Exit Asad Umar

Umar’s eight-month-long tenure as finance minister offers nothing much to write home about


Editorial April 19, 2019

Where there’s smoke, there is fire. ‘Rumours’ of Asad Umar’s resignation as federal finance minister had been rife for quite some time, but they were being vehemently denied by government representatives.

Umar himself had, only a couple of days back, rubbished the ‘rumours’ in a sarcastic shut-up call, quoting a famous Mirza Ghalib verse “Hazaron khwahishen aisi kay har khwahish pe dam nikle…” which means “thousands of desires, each worth dying for”.

The ‘rumours’ have, however, proved true, and Umar has officially announced his exit from the federal cabinet. As Umar says he is not interested in power politics does drop a hint that he is not only back to the pavilion but has also called it a day, even though in a departing note he says he is always available for forwarding the PTI’s vision for ‘Naya Pakistan’, expressing a firm belief that Imran Khan is the best hope for the country.

With the economy billed as the government’s foremost priority, nobody else than the finance minister is likened to one of the two opening batsmen — the other one may either be the interior or foreign minister or whosoever is suited to the situation.

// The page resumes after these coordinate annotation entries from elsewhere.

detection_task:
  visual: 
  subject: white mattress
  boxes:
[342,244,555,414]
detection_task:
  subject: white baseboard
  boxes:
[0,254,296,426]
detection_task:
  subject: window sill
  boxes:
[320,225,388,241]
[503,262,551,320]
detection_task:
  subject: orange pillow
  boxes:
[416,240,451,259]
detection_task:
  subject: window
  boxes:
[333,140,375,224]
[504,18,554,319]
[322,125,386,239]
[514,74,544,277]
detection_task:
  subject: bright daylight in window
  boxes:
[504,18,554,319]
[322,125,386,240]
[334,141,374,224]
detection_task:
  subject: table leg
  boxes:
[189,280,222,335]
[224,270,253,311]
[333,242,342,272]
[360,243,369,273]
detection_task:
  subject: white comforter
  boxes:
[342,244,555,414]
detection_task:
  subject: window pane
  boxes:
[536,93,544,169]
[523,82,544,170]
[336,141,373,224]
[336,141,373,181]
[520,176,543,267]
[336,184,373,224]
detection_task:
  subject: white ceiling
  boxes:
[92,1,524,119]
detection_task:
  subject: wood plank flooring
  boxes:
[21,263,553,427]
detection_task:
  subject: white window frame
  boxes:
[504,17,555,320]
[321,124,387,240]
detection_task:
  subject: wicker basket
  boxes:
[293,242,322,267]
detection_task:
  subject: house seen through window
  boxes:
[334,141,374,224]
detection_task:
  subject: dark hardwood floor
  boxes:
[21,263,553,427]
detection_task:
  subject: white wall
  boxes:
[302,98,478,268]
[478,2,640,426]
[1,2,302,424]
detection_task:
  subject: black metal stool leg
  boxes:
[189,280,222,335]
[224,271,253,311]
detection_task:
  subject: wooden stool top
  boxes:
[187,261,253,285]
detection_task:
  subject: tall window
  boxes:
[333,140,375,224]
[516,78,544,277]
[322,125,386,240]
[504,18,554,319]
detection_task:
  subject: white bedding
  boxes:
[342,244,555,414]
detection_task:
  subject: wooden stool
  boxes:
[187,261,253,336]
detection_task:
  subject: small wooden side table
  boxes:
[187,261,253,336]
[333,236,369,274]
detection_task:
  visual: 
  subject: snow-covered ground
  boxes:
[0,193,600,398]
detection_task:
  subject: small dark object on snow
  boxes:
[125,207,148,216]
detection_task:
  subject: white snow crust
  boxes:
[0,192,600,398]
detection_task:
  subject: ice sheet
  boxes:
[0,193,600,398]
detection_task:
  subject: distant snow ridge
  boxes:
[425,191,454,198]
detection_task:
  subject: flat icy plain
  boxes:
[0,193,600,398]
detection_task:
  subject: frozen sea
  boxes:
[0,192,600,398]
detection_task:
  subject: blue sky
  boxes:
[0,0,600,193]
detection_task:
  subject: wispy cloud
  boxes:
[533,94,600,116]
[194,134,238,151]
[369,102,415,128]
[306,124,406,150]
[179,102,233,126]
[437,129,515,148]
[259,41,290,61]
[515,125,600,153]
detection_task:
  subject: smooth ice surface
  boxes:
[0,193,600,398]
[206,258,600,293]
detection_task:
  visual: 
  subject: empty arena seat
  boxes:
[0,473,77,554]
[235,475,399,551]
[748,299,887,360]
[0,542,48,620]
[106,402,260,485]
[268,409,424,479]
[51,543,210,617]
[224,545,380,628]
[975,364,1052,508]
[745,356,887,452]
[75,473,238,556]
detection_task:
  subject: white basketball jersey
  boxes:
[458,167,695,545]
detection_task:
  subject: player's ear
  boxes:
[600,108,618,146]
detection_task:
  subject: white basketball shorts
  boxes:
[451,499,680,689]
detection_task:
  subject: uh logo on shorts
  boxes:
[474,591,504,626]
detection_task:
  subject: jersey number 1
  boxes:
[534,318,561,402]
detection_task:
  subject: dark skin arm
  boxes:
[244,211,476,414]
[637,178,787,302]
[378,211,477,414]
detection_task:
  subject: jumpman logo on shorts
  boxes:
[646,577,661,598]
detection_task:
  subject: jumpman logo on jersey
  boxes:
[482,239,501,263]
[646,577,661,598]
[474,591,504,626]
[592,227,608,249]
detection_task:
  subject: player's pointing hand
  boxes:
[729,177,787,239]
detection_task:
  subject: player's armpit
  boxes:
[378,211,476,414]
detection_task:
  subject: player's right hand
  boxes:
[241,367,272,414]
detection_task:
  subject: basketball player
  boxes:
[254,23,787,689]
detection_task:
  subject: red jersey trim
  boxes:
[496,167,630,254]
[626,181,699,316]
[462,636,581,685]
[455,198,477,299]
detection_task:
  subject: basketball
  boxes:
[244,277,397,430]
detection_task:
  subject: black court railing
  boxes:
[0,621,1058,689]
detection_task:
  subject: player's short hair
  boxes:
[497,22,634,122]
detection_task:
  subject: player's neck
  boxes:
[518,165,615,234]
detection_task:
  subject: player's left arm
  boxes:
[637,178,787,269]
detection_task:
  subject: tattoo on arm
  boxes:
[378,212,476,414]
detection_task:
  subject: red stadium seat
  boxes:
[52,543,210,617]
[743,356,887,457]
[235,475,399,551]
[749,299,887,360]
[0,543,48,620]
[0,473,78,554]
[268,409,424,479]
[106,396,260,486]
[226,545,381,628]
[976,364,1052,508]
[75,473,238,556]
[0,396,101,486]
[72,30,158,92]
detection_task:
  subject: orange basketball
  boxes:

That the first-choice opening batsman has pulled out proves the flaw in the government’s strategy on a subject of core importance. Umar’s exit is a sign of the government’s admission that the economy is not in a good shape, and the way out that was being pursued by the fallen functionary did not have many admirers even among his very own fellows. With one down so early, the PTI will have to be careful over sending a new man in.

Most of the names circulating in the media as Umar’s likely replacement include the tried and trusted economic managers of the Musharraf era viz, Dr Ishrat Hussain, Umar Ayub, Shaukat Tareen, Dr Shamsahd Akhtar, Dr Salman Shah and Dr Hafeez Shiekh. Whosoever succeeds Umar will have a Herculean task to perform.

Umar’s eight-month-long tenure as finance minister offers nothing much to write home about. He is perhaps the only finance minister to have presented two minibudgets within just one financial year, without even coming up with an annual budget.

His term saw the economic growth rate fall from a 13-year high of 5.8% to an estimated under 4% by the end of the ongoing fiscal year. Inflation is also estimated to be on its way to become a double-digit demon. It was under his clout and control that the dollar soared into the highs never witnessed in Pakistan earlier. Umar simply failed to provide the platform needed by the PTI government to capitalise on.

While Imran Khan is known for a persistent faith in his selections since his cricketing days, and has never been seen opting for a change this early, the poor state of economy — which is evident from the gloom surrounding key economic indicators — as well as the clamorous criticism from the opposition and the media are sure to have compelled the prime minister to go for a change in the line-up even at a time when an economic bailout package from the IMF is in the works and the PTI government’s first full-fledged budget is just round the corner.

That Umar was facing criticism even from within the party also squeezed his space in the federal cabinet. Well, there is not going to be just one change. If Umar is to be believed, further reshuffle in the federal cabinet is on the cards — something that clearly shows that all is certainly not well.

Published in The Express Tribune, April 19th, 2019.